Reputation: 11
penguins.table = table
penguins.table( penguins$species, penguins$island )
this created my table of counts.
Next task for to create a table of proportions
penguins.prop= prop.table
penguins.prop = prop.table( penguins.table, 2)
or I've tried this
penguins.prop (penguins.table, 2)
I receive this in R:
Error in marginSums( x, margin) : 'x' is not an array
I'm learning basic r code, but is there something wrong with my code as to why it's not working in particular?
I need to be able to produce a stacked bar plot with the data, however, am stuck trying to achieve this.
Upvotes: 1
Views: 1059
Reputation: 3228
Here is an alternative that just uses base R commands.

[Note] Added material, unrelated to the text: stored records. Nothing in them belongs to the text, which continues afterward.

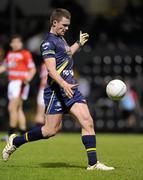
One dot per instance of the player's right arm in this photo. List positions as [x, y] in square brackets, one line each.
[2, 69]
[51, 68]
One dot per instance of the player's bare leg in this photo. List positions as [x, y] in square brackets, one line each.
[39, 118]
[21, 118]
[13, 114]
[81, 112]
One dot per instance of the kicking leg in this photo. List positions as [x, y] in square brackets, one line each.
[81, 112]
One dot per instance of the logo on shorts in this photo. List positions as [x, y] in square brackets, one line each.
[59, 109]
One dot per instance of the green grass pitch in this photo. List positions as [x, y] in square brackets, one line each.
[64, 158]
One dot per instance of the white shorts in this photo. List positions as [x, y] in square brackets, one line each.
[17, 89]
[40, 97]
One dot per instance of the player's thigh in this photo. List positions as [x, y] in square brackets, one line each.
[81, 112]
[53, 121]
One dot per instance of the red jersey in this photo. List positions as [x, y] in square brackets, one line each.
[18, 64]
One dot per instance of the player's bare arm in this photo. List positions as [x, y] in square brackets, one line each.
[2, 69]
[51, 68]
[83, 38]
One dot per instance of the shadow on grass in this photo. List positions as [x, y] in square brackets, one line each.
[45, 165]
[60, 165]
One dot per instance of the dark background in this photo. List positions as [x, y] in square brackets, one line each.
[114, 50]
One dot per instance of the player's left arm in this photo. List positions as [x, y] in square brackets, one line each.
[83, 38]
[31, 67]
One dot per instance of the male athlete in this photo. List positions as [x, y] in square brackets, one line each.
[61, 94]
[39, 118]
[21, 69]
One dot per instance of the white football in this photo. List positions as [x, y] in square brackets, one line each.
[116, 89]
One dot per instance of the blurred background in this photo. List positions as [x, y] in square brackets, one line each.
[114, 50]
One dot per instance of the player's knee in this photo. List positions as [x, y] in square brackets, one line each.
[88, 124]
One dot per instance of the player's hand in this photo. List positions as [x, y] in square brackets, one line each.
[68, 88]
[26, 81]
[83, 38]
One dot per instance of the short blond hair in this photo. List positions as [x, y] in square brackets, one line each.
[58, 14]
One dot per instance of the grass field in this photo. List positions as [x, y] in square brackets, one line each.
[63, 158]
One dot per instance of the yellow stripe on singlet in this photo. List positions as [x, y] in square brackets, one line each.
[50, 102]
[91, 149]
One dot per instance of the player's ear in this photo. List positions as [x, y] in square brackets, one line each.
[54, 22]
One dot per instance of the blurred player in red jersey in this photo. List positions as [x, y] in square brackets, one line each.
[21, 69]
[39, 119]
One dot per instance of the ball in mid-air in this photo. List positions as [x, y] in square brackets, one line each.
[116, 89]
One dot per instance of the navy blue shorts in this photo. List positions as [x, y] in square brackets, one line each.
[56, 101]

This way only requires one string of code after you've loaded your data:
#### Load data ####
penguins <- structure(list(species = c("Adelie", "Adelie", "Adelie", "Adelie", "Adelie", "Adelie", "Adelie", "Adelie", "Adelie", "Adelie"),
island = c("Biscoe", "Biscoe", "Biscoe", "Biscoe", "Biscoe", "Biscoe", "Biscoe", "Biscoe", "Biscoe", "Biscoe"),
sex = c("male", "female", "female", "female", "male", "female", "male", "female", "male", "male"),
body_mass_g = c(3750, 3800, 3250, 3450, 3650, 3625, 4675, 3200, 3800, 4400)), row.names = c(NA, -10L ), class = c("tbl_df", "tbl", "data.frame"))
#### Make proportion table ####
prop.table(table(penguins$species,
penguins$island))
Which gives you the same output as the tidyverse method:
Biscoe
Adelie 1
If for some reason I am not understanding your query, here is what you can get for proportions if you mean the numeric variable here, body mass, and the only grouping variable of interest, sex:
library(tidyverse)
library(gt)
gt(penguins)
penguins %>%
group_by(sex) %>%
summarize(Proportion_Mass = body_mass_g/sum(body_mass_g))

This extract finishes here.